There is nothing like traveling through our own country and continuing to surprise ourselves with everything it has to offer. I like to get away from the big cities and head towards the coast in search of charming little towns. That's how I found a traditional fishermen's refuge with sandy streets and seafaring life, while I was looking for what they call the best fish broth in the Canary Islands.
Puertito de la Cruz is the southernmost town on the entire island of Fuerteventura and is located where no one expects to find anything. I drove non-stop and, when the road ended, I continued on dirt roads for 20 kilometers. And there, surrounded by fierce cliffs and desert landscapes, I found a seafaring redoubt of about 40 inhabitants stuck in the past.
This Majorero hamlet remains oblivious to the passage of time, new technologies or the tourist massification of the island. Their neighbors live as they did before, with water tanks that are refilled with tanker trucks and sunlight, because not even basic services reach down here. Perhaps, thanks to this disconnection, they have managed to safeguard the place's seafaring charm.

Puertito de la Cruz maintains traditional Canarian architecture, with low whitewashed houses and doors and windows in green and blue. It is located within a protected landscape and is ideal for walking aimlessly through all its corners, enjoying the sea breeze and the sound of the waves breaking against the rocks. This is how I discovered the fishing gear in every corner, their improvised outdoor dining rooms or the wooden clotheslines next to the sea.

All the houses, fishing cabins and terraces are oriented towards the sea and it doesn't surprise me at all. This coast is one of the most beautiful on the island, located at a strategic point where the coast bends slightly and reveals the Jandía lighthouse on the horizon. This point is very special: the Windward and Sotavento currents converge there, creating cross waves that are very rare to see.

The entire town is located on top of a cliff, but taking a walk along the edge you will find alleys and steps leading down to the beach just below. That way, you can access safely and enjoy the sunshine.
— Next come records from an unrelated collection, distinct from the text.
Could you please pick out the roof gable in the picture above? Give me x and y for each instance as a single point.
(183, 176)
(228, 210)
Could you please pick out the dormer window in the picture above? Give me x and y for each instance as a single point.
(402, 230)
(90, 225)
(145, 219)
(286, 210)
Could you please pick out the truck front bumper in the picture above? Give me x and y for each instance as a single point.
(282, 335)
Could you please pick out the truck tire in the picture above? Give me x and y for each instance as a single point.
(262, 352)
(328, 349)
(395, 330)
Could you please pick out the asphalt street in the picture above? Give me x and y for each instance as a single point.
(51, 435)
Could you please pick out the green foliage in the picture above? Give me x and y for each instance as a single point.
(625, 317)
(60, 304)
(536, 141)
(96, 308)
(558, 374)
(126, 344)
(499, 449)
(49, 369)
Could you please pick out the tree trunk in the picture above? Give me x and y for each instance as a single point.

Even in December the weather is good and there were people swimming, although the Atlantic Ocean is quite cold.

The entire dirt road that leads to Puertito de la Cruz has detours to reach deserted, wild and virgin beaches that almost no one knows how to get to. But the town itself has a beautiful and very variable feature: when the tide goes out it is sandy and when it rises, little pools are created between the rocks ideal for bathing.

After this walk, hunger sets in and we go to what we came from the beginning: to try the authentic Majorero fish broth in what they say is the best restaurant on the island to do it. It's called Punta de Jandía and they serve it directly in the pot, with a portion so generous that four people can eat. In addition, they accompany it with blanched gofio and mojo picón.
It was spectacular and they gave me what was left to take away, so I now have dinner for three days with tremendously huge portions. Warm, comforting, accompanied by potatoes…a homemade spoon dish that is worth all that car trip.